Discovering crudo in Valdivia & realizing the f-ing Germans are everywhere!
After Cochamo, we ventured out to Valdivia. I was told that I shouldn’t miss the market there because it’s full of fresh seafood and it’s true. Although small in size, it’s a market lovers paradise. You can purchase different types of fresh fish, get it cut up right on the spot to take home & cook up a feast:
along with fresh fruits and vegetables:
Valdivia is also home to many German immigrants (just like Puerto Varas & Puerto Montt, mentioned here). Goddam, those Germans are freaking everywhere! Not only have we met more German travelers in the past 6 months than any other nationality but here they were even in food form everywhere in Chile! What gives Germans?! No offense to any of you & I love a lot of you but geez, you guys are all over the freaking world! Everywhere I have ever traveled has been filled with Germans!
Sorry for the short rant but it’s a real phenomenon! Valdivia is home to one of the best beers in Chile, which is not saying a lot when you have stuff like Escudo & Cristal to compare it to (think Bud & Coors). But Kunstmann is a good beer even compared with others in the world & they have their own brewery here in Valdivia which I sadly did not visit (I know…I am embarassed being the beer lover I am but the food was supposed to be awful & it was raining much of the time we were here and ok, I was lazy). Kuntsmann even has their own version of Oktoberfest called Bierfest! Cheers for the Germans!
In addition to the beer and the widespread kuchen, I found a curious “German specialty” only in Valdivia (which I still remain dubious to its origin) called crudo. I had never heard of crudo before. Steak tartar, yes, of course. But this poor mans version? Raw meat spread thin on white (practically wonder) bread! topped with minced onions & your choice of condiments left me perplexed. And here in Chile of all places?! I just HAD to try it!
I did some research and found a German dish called ‘Mett’ which was similar but made with pork.
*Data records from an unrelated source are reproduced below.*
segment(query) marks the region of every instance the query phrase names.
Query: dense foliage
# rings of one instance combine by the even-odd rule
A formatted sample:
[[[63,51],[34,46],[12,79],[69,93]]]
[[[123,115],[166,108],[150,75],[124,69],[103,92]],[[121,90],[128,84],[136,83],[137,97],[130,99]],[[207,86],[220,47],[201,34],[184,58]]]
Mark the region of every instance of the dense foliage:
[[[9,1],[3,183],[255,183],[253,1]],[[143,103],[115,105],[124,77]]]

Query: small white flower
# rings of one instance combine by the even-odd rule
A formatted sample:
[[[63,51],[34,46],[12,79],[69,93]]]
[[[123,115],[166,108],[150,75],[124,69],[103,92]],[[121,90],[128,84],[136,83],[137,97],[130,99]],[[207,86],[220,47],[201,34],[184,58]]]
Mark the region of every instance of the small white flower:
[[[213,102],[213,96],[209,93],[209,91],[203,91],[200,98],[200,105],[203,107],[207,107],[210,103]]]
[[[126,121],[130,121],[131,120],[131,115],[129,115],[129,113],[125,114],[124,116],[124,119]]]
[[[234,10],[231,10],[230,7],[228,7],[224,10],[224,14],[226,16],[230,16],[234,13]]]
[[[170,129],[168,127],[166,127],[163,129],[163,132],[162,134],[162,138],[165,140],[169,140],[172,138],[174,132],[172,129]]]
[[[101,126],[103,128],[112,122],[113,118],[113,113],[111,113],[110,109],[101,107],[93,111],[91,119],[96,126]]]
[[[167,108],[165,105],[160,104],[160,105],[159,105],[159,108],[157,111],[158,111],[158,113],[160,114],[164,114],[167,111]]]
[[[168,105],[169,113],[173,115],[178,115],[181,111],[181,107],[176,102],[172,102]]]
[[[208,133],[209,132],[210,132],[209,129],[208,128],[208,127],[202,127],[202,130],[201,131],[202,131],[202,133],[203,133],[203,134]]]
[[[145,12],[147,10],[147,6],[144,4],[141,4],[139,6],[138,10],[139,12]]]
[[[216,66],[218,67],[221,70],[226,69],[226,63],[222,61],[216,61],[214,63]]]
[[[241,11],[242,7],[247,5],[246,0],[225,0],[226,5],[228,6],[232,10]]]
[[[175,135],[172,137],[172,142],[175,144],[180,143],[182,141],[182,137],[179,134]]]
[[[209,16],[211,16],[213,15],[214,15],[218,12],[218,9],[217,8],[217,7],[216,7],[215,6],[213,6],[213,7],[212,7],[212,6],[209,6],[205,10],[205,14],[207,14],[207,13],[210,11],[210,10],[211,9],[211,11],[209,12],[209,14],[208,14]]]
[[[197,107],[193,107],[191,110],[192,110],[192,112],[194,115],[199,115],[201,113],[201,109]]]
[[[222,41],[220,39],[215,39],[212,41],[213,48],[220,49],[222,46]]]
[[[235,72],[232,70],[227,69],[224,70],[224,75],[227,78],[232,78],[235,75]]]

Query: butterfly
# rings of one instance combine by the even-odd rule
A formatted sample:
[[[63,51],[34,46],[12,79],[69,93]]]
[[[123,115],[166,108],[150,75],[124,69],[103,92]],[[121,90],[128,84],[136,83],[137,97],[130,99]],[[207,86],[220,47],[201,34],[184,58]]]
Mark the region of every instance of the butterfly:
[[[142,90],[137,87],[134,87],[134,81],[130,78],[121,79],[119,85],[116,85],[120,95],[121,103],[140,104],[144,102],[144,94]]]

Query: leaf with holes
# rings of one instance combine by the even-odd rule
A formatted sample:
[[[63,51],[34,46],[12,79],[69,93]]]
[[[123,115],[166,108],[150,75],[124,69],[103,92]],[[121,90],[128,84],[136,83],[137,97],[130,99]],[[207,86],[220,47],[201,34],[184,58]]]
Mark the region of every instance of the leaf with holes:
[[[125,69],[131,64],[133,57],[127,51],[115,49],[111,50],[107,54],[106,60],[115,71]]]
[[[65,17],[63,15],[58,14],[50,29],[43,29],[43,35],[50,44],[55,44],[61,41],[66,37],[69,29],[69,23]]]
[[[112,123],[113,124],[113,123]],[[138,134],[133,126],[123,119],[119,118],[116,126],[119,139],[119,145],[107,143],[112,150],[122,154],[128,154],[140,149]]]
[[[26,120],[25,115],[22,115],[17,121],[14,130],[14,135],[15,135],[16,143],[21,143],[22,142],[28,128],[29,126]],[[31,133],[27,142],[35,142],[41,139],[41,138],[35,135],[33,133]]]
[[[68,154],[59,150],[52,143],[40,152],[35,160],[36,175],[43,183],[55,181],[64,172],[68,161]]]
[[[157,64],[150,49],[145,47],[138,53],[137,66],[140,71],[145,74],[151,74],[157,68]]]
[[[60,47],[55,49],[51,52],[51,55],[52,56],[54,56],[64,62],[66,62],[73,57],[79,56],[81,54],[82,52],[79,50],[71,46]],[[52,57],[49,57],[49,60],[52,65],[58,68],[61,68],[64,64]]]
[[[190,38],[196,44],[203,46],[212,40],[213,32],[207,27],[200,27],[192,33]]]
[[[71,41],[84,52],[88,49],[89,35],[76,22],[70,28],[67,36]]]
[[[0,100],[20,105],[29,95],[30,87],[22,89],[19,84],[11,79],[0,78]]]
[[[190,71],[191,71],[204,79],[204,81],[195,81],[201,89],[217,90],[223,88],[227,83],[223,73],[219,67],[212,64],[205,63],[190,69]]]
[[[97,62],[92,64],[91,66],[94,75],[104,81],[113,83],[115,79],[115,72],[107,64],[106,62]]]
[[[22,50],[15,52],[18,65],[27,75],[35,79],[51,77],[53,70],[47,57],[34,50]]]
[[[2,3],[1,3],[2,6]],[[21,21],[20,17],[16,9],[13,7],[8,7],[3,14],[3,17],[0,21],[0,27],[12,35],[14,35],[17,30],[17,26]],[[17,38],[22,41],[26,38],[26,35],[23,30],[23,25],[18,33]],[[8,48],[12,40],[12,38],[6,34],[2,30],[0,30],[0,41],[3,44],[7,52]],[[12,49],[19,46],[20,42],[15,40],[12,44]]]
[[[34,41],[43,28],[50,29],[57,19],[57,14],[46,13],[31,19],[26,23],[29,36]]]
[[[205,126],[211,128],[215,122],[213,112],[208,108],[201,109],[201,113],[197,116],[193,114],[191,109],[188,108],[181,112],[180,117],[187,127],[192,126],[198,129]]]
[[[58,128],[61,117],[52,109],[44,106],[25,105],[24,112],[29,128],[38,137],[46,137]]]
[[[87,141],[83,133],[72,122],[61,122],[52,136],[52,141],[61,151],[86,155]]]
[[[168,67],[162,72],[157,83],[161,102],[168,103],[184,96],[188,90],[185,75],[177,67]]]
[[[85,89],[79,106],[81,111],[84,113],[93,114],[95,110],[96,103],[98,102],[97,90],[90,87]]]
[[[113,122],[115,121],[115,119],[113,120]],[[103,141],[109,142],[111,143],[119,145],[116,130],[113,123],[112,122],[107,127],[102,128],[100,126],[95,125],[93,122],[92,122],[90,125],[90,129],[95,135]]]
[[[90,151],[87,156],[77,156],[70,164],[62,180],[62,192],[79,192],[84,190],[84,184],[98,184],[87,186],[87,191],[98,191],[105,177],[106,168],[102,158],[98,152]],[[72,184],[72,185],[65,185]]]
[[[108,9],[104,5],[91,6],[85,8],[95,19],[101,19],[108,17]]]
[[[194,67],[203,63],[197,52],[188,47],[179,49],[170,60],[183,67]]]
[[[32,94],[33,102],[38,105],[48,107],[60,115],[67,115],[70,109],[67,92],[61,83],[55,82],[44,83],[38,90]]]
Of all the Germans I have met in my day, I have never seen or heard of any ‘Mett’. Hey, any of you Germans out there reading can help validate (or not) this?!
But when we passed by the famous Haussmann’s cafe, I couldn’t resist stopping in to have a taste. I thought I would hate it but when squeezed with lemons (kind of ‘cooking’ the meat-as in ceviche) topped with the onions and some relish, I found it surprisingly tasty! Maybe it was all those Kuntsmann ales we washed it down with. In any case, I was happy to make the discovery of crudo.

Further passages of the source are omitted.